London was engulfed by Cholera. It is 1854 and doctors and politicians believe that epidemics like Cholera and Plague are caused by miasma – rotting organic matter that pollute the air. Germs have not yet been discovered. And people thought that these epidemics could not be stopped.
But John Snow knew something. He was a physician who started doing a simple exercise: marking on a map wherever Cholera death occurred. When he found a cluster of 61 deaths in the Soho region, he investigated a bit. And lo! Found that all of them drank water from the same pump at Broad Street. There had been zero deaths in regions in Soho where people were drinking water from other pumps.
Thankfully the guardians of the local parish heard Snow out. And although they were not fully convinced, they removed the handle of the pump. And Cholera evaporated from that part of town.
A map and little data analysis created the whole new field of epidemiology. John Snow ended up saving thousands of people.
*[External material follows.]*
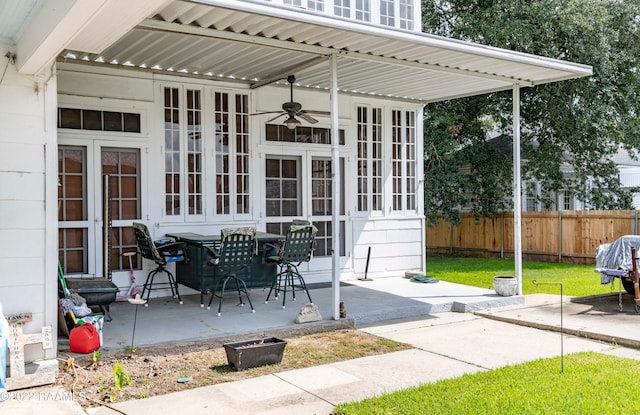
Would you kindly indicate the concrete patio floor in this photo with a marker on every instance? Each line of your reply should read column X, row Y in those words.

“Data is the new oil.” – Clive Humby (Mathematician at Tesco)
But just like unrefined oil doesn’t hold much use, unprocessed data is meaningless. How do you make sense of data? And use it intelligently?
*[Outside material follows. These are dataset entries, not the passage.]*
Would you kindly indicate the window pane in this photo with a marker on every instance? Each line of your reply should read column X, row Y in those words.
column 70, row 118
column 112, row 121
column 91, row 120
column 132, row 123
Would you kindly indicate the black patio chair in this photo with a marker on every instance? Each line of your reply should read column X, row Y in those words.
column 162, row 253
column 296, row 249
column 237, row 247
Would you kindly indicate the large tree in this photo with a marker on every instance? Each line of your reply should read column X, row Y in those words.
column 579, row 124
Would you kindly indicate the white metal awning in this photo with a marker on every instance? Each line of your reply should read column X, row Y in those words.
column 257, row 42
There is a whole field of data scientists and statisticians who massage the data and generate intelligence out of it. A lot of their strategies need math that is beyond most of us. But not all of us have to do what they do. We can channel Pareto and 80/20 the data analysis problem. What’s the minimum we should do to get great insights from data?
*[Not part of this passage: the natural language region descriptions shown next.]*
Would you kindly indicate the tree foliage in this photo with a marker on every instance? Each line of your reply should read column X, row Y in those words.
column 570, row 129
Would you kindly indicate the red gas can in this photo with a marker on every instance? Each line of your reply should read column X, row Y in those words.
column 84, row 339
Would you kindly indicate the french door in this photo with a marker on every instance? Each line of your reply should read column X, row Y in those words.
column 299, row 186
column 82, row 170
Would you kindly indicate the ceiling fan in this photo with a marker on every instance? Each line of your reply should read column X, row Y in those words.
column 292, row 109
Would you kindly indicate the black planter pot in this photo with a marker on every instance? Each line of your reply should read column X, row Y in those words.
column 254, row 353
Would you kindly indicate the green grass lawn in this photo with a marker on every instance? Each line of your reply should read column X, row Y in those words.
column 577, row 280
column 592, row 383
W. Edwards Deming revolutionizes Japan with charts
“Made in Japan” holds a premium today. We know that products coming out of Japan are usually of much higher quality. But it wasn’t always so. Right after World War 2, Japan was known to sell products of subpar quality.
So what happened? W. Edwards Deming went to Japan. He went to Japan as a statistical consultant for the allied powers. But changed the way Japanese factories made their products.
And he did it all with a chart. Deming had learnt the idea of control charts from Walter Shewhart of Bell Labs. And he made it popular all over Japan.
What’s a control chart? It’s a chart that helps one control the quality of their goods.
- Chart the data. Gather all the data, and chart it.
- Calculate the mean. The average of all the recent data points. And draw the lower and upper limits – lines beyond which the numbers would be unlikely.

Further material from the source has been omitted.